Everybody today is talking about Artificial Intelligence.  I think this is
only one of (at least!!!) three different elements our mind is using:

AI:  Artificial Intelligence.  This is in my opinion just the ability to
make logical choices.  So any expert system, my pocket calculator, the
thermostat regulating the heat in my oven etc, all have some (little!) AI.
AI also has the feature that you can backtrack the use of rules and make the
expert system or whatever, tell you how it arrived at it's conclusion.
Might get stuck cause all expert systems beyond a certain complexity will be
inconsistent and will give a wrong answer when it finds a paradox in it's
rule database.

AI:  Artificial Intuition.  Pity it's not easy to make a good abbreviation
for this one, AI is used, and AIntu. isn't looking good (so I will stop
using it) .  Well, this is the stuff neural networks and fuzzy logic is all
about.  These systems react to input by recognizing some pattern in the
input and from that giving some output.  They aren't coded with strict
rules, but are trained from total moron level to a level where they can
compete with i.e.. human stock brokers (whatever the difference ;) ).  As
they are trained and contains no rules, only a vast number of numbers
defining the "artificial brains" neural structure, they have no idea how
they arrived at their conclusion.  They just get a "hunch" or just "know
it", like when you know somebody's face, you don't have to logically think
about "is this my neighbor or not?", you just recognize him/her and can't
explain how you did it.  A neural/fuzzy network will sometimes not get
totally confused by new data (like the expert systems do), but might
recognize it as "similar" to some pattern it already knows and give the
correct output.  This makes Artificial Intuition more robust when the input
data might be noisy.

AC:  Artificial Consciousness.  This is the real issue, the thing almost
anybody talking about AI is really talking about.  If you say AI, people
think more of HAL in 2001 than the pocket calculator.  But the word for
being like HAL isn't intelligent, my chess computer is more intelligent than
I am, the word is conscious.  Self conscious, conscious about one's
surroundings, about one's memories etc.  Some AI labs have made robots or
programs that perhaps have the consciousness level of a badly brain damaged
monkey, this is how far we have come in our search of AI, or rather AC.
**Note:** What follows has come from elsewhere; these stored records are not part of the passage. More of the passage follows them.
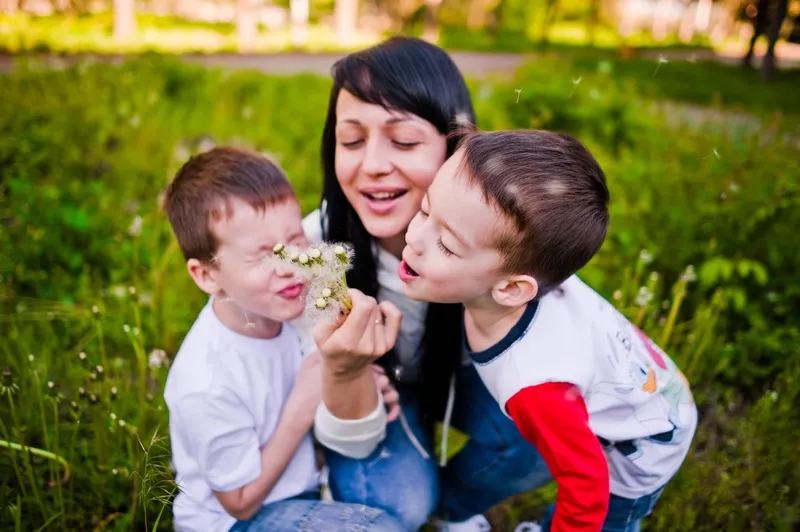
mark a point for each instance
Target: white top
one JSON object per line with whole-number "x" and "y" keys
{"x": 358, "y": 438}
{"x": 225, "y": 393}
{"x": 635, "y": 395}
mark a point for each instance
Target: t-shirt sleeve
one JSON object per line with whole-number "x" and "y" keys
{"x": 221, "y": 435}
{"x": 553, "y": 417}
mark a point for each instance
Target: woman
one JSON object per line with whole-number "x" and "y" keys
{"x": 391, "y": 111}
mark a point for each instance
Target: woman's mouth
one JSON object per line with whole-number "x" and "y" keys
{"x": 292, "y": 291}
{"x": 383, "y": 201}
{"x": 406, "y": 272}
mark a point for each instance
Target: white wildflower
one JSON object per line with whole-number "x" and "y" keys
{"x": 135, "y": 228}
{"x": 644, "y": 296}
{"x": 157, "y": 358}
So how do we achieve AC?  Do we make neural nets that input to other neural
nets that go around in a loop, with some additional input from sensory
neural nets added each time?  This is about how our brain works (with some
millions other factors, but never mind them :) ), is that the right way for
programming a silicon chip to do the same job?  Or some expert system/neural
network combo, these have had success in copying the decisions of experts
even betters than the experts themselves, but no consciousness though...

Any idea's, criticism, additions etc are welcome, I need to figure out this
consciousness thing, without it my robots/programs will be no more than
advanced thermostats.

Jon

----------------------------------------------------
Jon Kongsvold
Lars Onsagersv. 11, N-7030 Trondheim, Norway
(+47) 73.88.90.73
jon@kongsvold.com

If you are in a hurry, page me online on ICQ# 381458
(use http://wwp.icq.com/381458 if you don't have the ICQ
client available.)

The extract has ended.